If the knees don’t cut the mustard, how about fatigue? The last time I felt completely rested was June 1969. Sleep is no friend of mine, and often during the day I find myself longing for a nap. Sometimes in the late evening I fall asleep while watching Netflix on my computer. (New Amsterdam gin may occasionally factor into this communion with Morpheus.) Talk about Chronic Fatigue Syndrome! Are my failed attempts at slumber reasonable cause to declare me impaired? (By impaired, I refer to the fatigue, not the gin.)
As you know, I earn a small portion of my income putting out essays and reviews, and have even published two books, both high-stress endeavors. Now, as everyone knows, writers drink a lot, suffer depression and neuroses, and go crazy at the drop of a hat. (Yes, yes, that’s a cliché—live with it.) For nearly 40 years, the Muse has possessed, pleasured, and plagued me. Surely, by now, I qualify for disability as a reward for my artistic suffering and sorrowful angst.
You also know me as a Catholic. I joined the Church at age 40, and my faith brings me great strength, but having crossed the Tiber a score of years ago, I find myself possessed by a Catholic sense of guilt. On numerous occasions, sin has darkened my door. (Sometimes, frankly, it just struts through that door and makes itself right at home.) At present, I take those sins to a confessional, a priest, and the Big Kahuna in the sky. But now I wonder: Would I be better off seeing a shrink? Could I then be declared disabled?
Finally, I spend a lot of time alone. Doc, I mean it, a prisoner in solitary has nothing on me. Often, the craziest thoughts occur when I am sitting on my porch or working alone in my apartment.
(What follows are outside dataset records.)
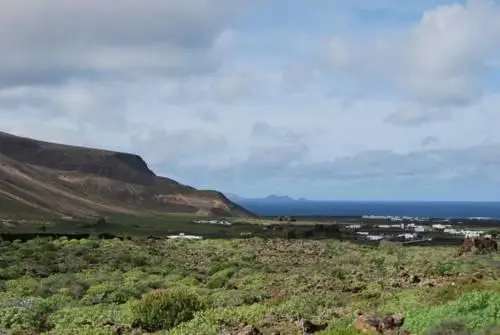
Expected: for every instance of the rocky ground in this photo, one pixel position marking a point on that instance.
(252, 286)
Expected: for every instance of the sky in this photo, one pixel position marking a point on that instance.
(322, 99)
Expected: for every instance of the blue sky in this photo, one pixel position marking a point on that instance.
(324, 99)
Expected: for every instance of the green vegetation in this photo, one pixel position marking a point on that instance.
(92, 286)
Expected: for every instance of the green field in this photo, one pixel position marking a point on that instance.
(165, 286)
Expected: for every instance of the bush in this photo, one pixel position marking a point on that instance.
(165, 309)
(476, 310)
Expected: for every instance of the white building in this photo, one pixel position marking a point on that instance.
(182, 235)
(408, 236)
(422, 229)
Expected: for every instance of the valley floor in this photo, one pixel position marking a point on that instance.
(179, 287)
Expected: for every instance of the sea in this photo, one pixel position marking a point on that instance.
(443, 210)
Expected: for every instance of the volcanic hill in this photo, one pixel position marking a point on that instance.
(76, 181)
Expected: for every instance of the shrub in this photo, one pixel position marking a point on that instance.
(476, 310)
(165, 309)
(450, 328)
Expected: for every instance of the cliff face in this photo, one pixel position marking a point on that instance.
(70, 180)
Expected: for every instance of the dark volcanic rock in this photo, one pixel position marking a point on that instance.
(83, 182)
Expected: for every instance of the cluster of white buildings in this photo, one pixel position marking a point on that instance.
(218, 222)
(413, 231)
(395, 218)
(184, 236)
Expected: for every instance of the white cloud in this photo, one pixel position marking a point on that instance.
(58, 39)
(439, 61)
(223, 106)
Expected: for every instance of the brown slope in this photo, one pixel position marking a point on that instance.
(78, 181)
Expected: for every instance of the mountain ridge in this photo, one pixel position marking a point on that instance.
(81, 181)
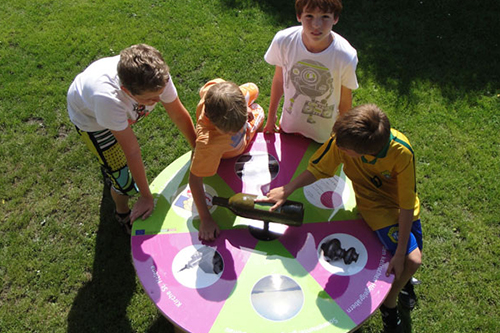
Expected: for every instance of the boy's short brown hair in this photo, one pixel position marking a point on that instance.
(226, 107)
(327, 6)
(364, 129)
(142, 69)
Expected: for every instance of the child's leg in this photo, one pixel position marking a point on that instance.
(412, 263)
(104, 146)
(389, 238)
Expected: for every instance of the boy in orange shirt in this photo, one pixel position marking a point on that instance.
(227, 120)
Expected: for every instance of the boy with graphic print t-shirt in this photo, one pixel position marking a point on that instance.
(315, 71)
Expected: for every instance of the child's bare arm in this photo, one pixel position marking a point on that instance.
(181, 118)
(130, 146)
(276, 94)
(280, 194)
(209, 230)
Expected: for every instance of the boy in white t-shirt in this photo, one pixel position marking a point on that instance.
(315, 71)
(105, 100)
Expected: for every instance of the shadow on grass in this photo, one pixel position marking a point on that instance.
(101, 304)
(453, 44)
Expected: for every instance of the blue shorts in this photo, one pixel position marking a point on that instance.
(389, 237)
(108, 151)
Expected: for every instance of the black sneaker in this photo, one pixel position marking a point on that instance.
(407, 297)
(391, 320)
(124, 221)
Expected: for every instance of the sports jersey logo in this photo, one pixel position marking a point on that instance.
(386, 174)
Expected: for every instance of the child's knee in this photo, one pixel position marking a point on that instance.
(413, 261)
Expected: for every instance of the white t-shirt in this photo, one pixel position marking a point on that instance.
(312, 81)
(96, 101)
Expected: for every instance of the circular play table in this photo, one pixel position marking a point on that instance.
(327, 275)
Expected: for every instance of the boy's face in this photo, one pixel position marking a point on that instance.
(317, 27)
(147, 98)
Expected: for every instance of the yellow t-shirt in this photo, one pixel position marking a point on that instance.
(382, 184)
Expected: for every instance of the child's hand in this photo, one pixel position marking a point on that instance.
(270, 128)
(143, 207)
(396, 266)
(276, 195)
(250, 115)
(209, 230)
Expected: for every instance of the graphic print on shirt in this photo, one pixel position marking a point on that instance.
(312, 81)
(141, 112)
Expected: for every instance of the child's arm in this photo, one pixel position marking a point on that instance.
(130, 146)
(397, 262)
(279, 194)
(276, 94)
(209, 230)
(345, 100)
(181, 118)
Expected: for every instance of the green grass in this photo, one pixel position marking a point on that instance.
(431, 65)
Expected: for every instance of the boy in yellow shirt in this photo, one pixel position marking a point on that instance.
(380, 163)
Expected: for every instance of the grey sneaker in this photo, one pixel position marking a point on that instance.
(407, 297)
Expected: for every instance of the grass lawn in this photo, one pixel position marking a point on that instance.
(433, 66)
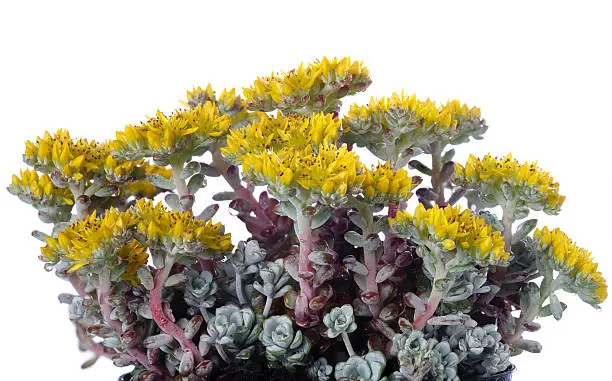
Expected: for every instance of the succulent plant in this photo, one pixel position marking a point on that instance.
(363, 368)
(284, 345)
(233, 329)
(320, 370)
(200, 290)
(438, 293)
(274, 282)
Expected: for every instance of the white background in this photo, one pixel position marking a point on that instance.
(540, 71)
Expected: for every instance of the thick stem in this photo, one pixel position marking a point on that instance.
(106, 308)
(436, 169)
(77, 284)
(507, 220)
(347, 344)
(222, 353)
(372, 292)
(430, 309)
(160, 317)
(179, 183)
(241, 192)
(240, 290)
(268, 306)
(305, 271)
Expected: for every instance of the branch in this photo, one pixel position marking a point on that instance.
(163, 321)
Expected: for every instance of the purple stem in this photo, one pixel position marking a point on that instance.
(163, 321)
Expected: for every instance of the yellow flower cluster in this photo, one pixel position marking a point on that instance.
(388, 126)
(39, 190)
(530, 184)
(76, 159)
(275, 133)
(178, 136)
(318, 85)
(386, 185)
(573, 261)
(454, 229)
(329, 171)
(122, 238)
(228, 103)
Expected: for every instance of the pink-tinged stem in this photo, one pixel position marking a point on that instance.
(372, 294)
(305, 271)
(77, 284)
(162, 320)
(232, 177)
(430, 309)
(106, 308)
(179, 183)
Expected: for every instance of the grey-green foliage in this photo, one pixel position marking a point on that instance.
(200, 290)
(235, 329)
(284, 346)
(340, 320)
(363, 368)
(320, 370)
(274, 279)
(423, 358)
(479, 347)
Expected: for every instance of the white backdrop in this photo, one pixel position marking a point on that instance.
(540, 71)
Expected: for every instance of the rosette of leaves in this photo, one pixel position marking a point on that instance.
(233, 329)
(422, 358)
(200, 290)
(320, 370)
(274, 282)
(362, 368)
(285, 347)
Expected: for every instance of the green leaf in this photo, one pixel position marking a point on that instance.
(555, 307)
(195, 182)
(353, 238)
(321, 217)
(160, 181)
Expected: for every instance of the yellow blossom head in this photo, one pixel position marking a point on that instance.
(455, 231)
(386, 185)
(120, 240)
(525, 183)
(392, 126)
(275, 133)
(172, 138)
(317, 86)
(326, 174)
(573, 262)
(39, 190)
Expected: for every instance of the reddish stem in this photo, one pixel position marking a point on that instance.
(430, 309)
(305, 270)
(106, 308)
(160, 317)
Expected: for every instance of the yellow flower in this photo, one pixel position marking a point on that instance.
(573, 261)
(276, 133)
(453, 228)
(385, 185)
(388, 126)
(317, 86)
(121, 239)
(329, 172)
(530, 184)
(182, 229)
(69, 158)
(39, 190)
(178, 136)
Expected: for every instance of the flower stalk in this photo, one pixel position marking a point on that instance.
(164, 322)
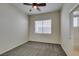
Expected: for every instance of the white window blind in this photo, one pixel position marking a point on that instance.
(43, 26)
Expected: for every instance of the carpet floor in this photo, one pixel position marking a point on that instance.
(36, 49)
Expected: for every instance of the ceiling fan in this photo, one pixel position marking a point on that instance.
(35, 5)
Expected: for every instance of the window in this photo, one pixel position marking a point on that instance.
(43, 26)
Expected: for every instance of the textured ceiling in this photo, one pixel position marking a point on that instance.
(48, 8)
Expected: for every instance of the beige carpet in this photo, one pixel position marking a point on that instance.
(36, 49)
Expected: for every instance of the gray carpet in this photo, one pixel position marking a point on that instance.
(36, 49)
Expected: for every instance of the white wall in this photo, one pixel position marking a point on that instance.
(13, 28)
(52, 38)
(67, 43)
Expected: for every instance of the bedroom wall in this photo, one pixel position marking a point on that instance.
(54, 37)
(13, 27)
(66, 39)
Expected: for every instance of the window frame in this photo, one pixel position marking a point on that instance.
(42, 27)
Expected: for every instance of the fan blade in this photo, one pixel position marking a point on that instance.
(27, 4)
(41, 4)
(38, 9)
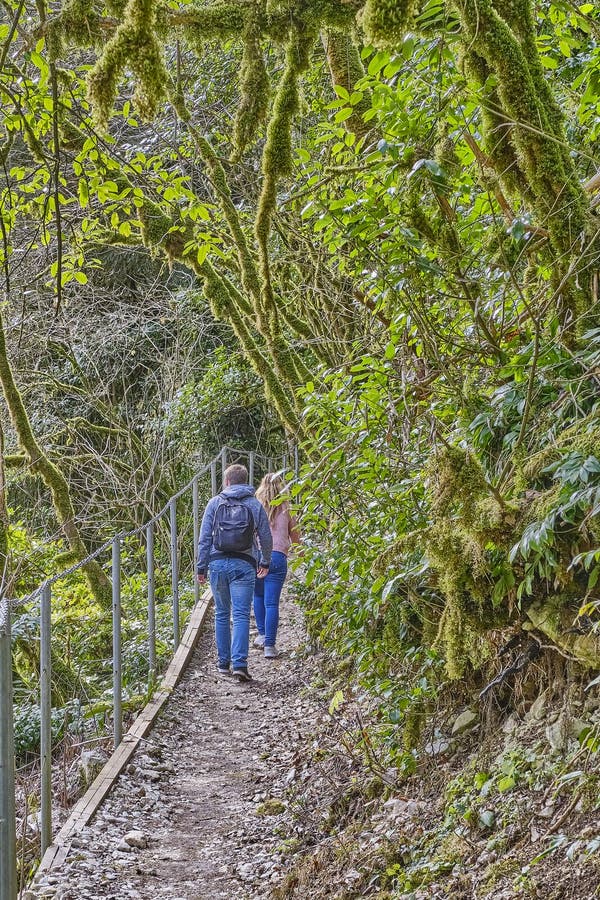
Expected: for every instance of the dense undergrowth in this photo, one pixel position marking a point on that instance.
(370, 229)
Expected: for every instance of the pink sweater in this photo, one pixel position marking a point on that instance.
(284, 529)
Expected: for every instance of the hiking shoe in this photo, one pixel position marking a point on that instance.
(242, 674)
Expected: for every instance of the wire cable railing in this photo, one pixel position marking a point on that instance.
(42, 596)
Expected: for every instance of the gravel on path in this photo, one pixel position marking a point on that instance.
(200, 810)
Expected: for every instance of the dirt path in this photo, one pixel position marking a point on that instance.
(203, 791)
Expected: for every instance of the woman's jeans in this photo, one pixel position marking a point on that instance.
(267, 592)
(232, 584)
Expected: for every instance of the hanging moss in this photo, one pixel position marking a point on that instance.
(277, 160)
(346, 69)
(254, 91)
(133, 44)
(217, 21)
(536, 133)
(386, 21)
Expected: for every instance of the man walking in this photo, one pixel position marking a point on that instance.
(229, 552)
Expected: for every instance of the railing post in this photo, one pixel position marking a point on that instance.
(117, 674)
(151, 603)
(174, 570)
(196, 520)
(46, 717)
(223, 464)
(8, 854)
Sometimes, for instance, despite all the hardships recounted here, I feel grateful to be alive and productive. Insane, right? Sometimes I recollect my past and think, Well, you’ve lived a full, rich life. How nuts is that? And despite all the mourning and weeping here in this vale of tears, dawn always finds me sitting on my front porch and falling in love with the world all over again. Certifiable? I think so.
Doc, I’m not asking you to move mountains. I’m not even asking you to move molehills. I just want what’s rightfully mine. My life has brought great hardship and suffering. After working for 45 years, I just want to enjoy a slice of the good old American pie.
It’s a small favor I’m asking, Doc. Declare me disabled.
All the best to you from your infirm patient,
P.S. If possible, please get me one of those little handicapped thingamajigs to hang on the mirror of my car. Finding parking spaces at the gym is a real pain.